Banda en fuga


A la mañana estábamos en una 4x4 meta recorrer los cerros y las dunas de Punta Loma, en Puerto Madryn. Ese día casi no tuvimos que madrugar porque nos pasaron a buscar a las 9 de la mañana. Santiago se presentó en el hotel con una sonrisa y nos condujo a la camioneta. Simpático, aventurero e infantil, este treintañero conocía de pe a pa los secretos de su Madryn natal. Al mediodía nos quedamos quietas por primera vez en cuatro días en el patio del hotel, mateando con el equipo que nos proveyó una mucama. No habíamos llevado mate y ya entrábamos en el síndrome de abstinencia. Durante cuarenta minutos nos distendimos y hablamos, como solo hablamos todos estos días. La sombra que proyectaban los álamos era propicia para aplacar el sol furioso, así el viento se hacía notar un poco más. Pensábamos en el calor que haría en Buenos Aires, en la humedad de sus rincones y nos regocijamos de saber que estábamos a salvo al sur del mapa.
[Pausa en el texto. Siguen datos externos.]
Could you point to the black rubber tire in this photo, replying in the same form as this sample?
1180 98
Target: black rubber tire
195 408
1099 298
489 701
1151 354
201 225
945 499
Llegó la combi con destino avión. A devolver el mate y arriba. Llegó el avión. Más arriba aún. Un vuelo perfecto. Esta vez no hablamos tanto como en el viaje de ida. Creo que íbamos ensimismadas en el regreso, en lo que habíamos dejado por cuatro días. El escape había sido efímero, casi onírico, porque ahí estábamos volviendo. Vos te fuiste en un taxi volando a escribir la nota para la revista de vinos. Yo esperé al 37 que tardó 50 minutos en venir. Estaba apurada pero no podía ir contra el tiempo. Así que no tuve más remedio que esperar y avisarle a mi editor que llegaría un poco más tarde, total, podía quedarme en el archivo archi caluroso hasta las 12 de la noche y entregar la nota al día siguiente, antes de que salga el sol.

Volver es tan doloroso a veces. Pienso en los viajes que te hacen cambiar. Volvés renovado con ganas de otras cosas, pero pisás tu casa y encontrás siempre lo mismo. El mismo mensaje en el contestador, la misma luz, las mismas cuentas bajo la puerta, la misma cara en el espejo. Me pone triste estar en Buenos Aires, pero no puedo vivir escapándome.